Example - Confidence Bounds on MTBF
Calculate the confidence bounds on the cumulative and instantaneous MTBF for the data from the example given above.
Solution
Fisher Matrix Bounds
From the previous example:
- [math]\displaystyle{ \begin{align} Var(\hat{\lambda }) = & 0.13519969 \\ Var(\hat{\beta }) = & 0.017105343 \\ Cov(\hat{\beta },\hat{\lambda }) = & -0.046614609 \end{align}\,\! }[/math]
And for [math]\displaystyle{ T=620\,\! }[/math] hours, the partial derivatives of the cumulative and instantaneous MTBF are:
- [math]\displaystyle{ \begin{align} \frac{\partial {{m}_{c}}(T)}{\partial \beta }= & -\frac{1}{\hat{\lambda }}{{T}^{1-\hat{\beta }}}\ln T \\ = & -\frac{1}{0.4239}{{620}^{0.3858}}\ln 620 \\ = & -181.23135 \\ \frac{\partial {{m}_{c}}(T)}{\partial \lambda } = & -\frac{1}{{{\hat{\lambda }}^{2}}}{{T}^{1-\hat{\beta }}} \\ = & -\frac{1}{{{0.4239}^{2}}}{{620}^{0.3858}} \\ = & -66.493299 \\ \frac{\partial {{m}_{i}}(T)}{\partial \beta } = & -\frac{1}{\hat{\lambda }{{\hat{\beta }}^{2}}}{{T}^{1-\beta }}-\frac{1}{\hat{\lambda }\hat{\beta }}{{T}^{1-\hat{\beta }}}\ln T \\ = & -\frac{1}{0.4239\cdot {{0.6142}^{2}}}{{620}^{0.3858}}-\frac{1}{0.4239\cdot 0.6142}{{620}^{0.3858}}\ln 620 \\ = & -369.78634 \\ \frac{\partial {{m}_{i}}(T)}{\partial \lambda } = & -\frac{1}{{{\hat{\lambda }}^{2}}\hat{\beta }}{{T}^{1-\hat{\beta }}} \\ = & -\frac{1}{{{0.4239}^{2}}\cdot 0.6142}\cdot {{620}^{0.3858}} \\ = & -108.26001 \end{align}\,\! }[/math]

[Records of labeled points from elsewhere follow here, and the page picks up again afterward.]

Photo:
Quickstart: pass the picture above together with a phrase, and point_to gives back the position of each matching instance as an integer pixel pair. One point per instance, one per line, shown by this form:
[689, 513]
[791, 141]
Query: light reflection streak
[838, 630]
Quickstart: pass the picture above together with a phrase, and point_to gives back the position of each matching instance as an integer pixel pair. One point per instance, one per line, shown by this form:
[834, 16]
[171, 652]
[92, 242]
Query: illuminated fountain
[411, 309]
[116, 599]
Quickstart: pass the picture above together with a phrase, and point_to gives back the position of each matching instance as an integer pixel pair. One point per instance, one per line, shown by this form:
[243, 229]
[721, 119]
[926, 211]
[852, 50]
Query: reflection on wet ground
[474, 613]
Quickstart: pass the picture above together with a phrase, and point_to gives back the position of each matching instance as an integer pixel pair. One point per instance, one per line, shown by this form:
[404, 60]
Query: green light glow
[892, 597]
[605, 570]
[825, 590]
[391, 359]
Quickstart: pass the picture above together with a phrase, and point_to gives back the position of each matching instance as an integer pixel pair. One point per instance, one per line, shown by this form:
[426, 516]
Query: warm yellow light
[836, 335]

Therefore, the variances become:
- [math]\displaystyle{ \begin{align} Var({{\hat{m}}_{c}}(T)) = & {{\left( -181.23135 \right)}^{2}}\cdot 0.017105343+{{\left( -66.493299 \right)}^{2}}\cdot 0.13519969 \\ & -2\cdot \left( -181.23135 \right)\cdot \left( -66.493299 \right)\cdot 0.046614609 \\ = & 36.113376 \end{align}\,\! }[/math]
- [math]\displaystyle{ \begin{align} Var({{\hat{m}}_{i}}(T)) = & {{\left( -369.78634 \right)}^{2}}\cdot 0.017105343+{{\left( -108.26001 \right)}^{2}}\cdot 0.13519969 \\ & -2\cdot \left( -369.78634 \right)\cdot \left( -108.26001 \right)\cdot 0.046614609 \\ = & 191.33709 \end{align}\,\! }[/math]

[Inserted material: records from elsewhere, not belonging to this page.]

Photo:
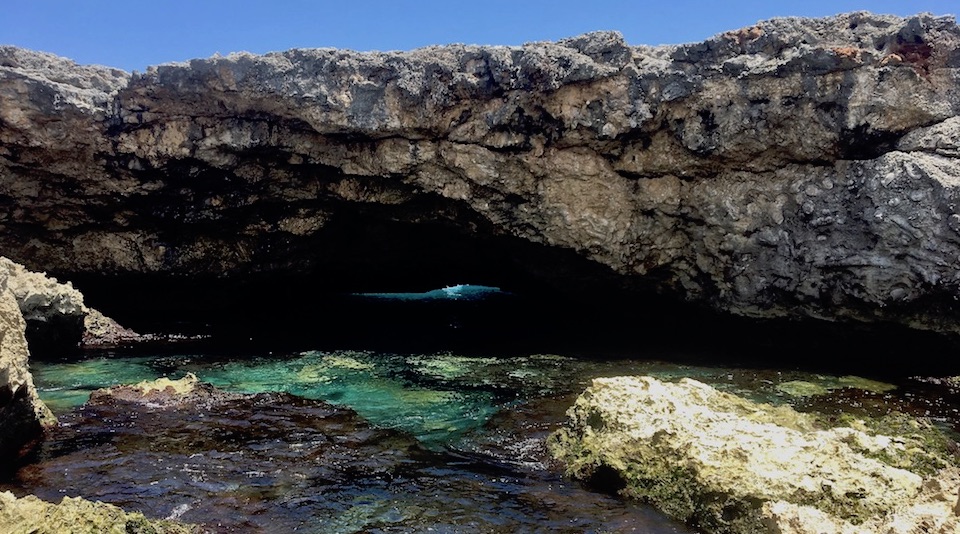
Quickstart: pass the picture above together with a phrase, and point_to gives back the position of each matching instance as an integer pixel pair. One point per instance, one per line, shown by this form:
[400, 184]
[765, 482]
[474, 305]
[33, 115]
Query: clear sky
[131, 34]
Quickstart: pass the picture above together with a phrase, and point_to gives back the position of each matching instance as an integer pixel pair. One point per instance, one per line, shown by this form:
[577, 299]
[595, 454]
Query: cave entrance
[371, 283]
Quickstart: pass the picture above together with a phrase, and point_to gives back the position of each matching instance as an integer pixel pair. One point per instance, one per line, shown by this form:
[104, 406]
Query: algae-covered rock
[30, 515]
[22, 414]
[163, 393]
[727, 464]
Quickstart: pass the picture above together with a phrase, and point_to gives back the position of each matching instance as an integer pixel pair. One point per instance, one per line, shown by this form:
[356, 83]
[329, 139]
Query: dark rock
[761, 172]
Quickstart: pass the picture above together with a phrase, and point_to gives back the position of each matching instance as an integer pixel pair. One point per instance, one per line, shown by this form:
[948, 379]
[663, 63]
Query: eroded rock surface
[795, 168]
[30, 514]
[731, 465]
[55, 313]
[22, 414]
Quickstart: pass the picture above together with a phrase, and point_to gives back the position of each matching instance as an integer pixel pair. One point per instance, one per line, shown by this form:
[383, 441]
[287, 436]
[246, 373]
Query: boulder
[796, 168]
[55, 314]
[73, 514]
[729, 465]
[22, 414]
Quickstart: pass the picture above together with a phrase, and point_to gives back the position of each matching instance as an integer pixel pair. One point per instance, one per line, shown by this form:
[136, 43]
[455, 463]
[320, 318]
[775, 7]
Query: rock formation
[800, 167]
[22, 414]
[729, 465]
[55, 314]
[30, 514]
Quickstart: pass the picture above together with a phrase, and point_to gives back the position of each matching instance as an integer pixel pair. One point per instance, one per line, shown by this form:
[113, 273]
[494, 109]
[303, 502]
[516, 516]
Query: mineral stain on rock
[798, 168]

So, at 90% confidence level and [math]\displaystyle{ T=620\,\! }[/math] hours, the Fisher Matrix confidence bounds are:
- [math]\displaystyle{ \begin{align} {{[{{m}_{c}}(T)]}_{L}} = & {{{\hat{m}}}_{c}}(t){{e}^{-{{z}_{\alpha }}\sqrt{Var({{{\hat{m}}}_{c}}(t))}/{{{\hat{m}}}_{c}}(t)}} \\ = & 19.84581 \\ {{[{{m}_{c}}(T)]}_{U}} = & {{{\hat{m}}}_{c}}(t){{e}^{{{z}_{\alpha }}\sqrt{Var({{{\hat{m}}}_{c}}(t))}/{{{\hat{m}}}_{c}}(t)}} \\ = & 40.01927 \end{align}\,\! }[/math]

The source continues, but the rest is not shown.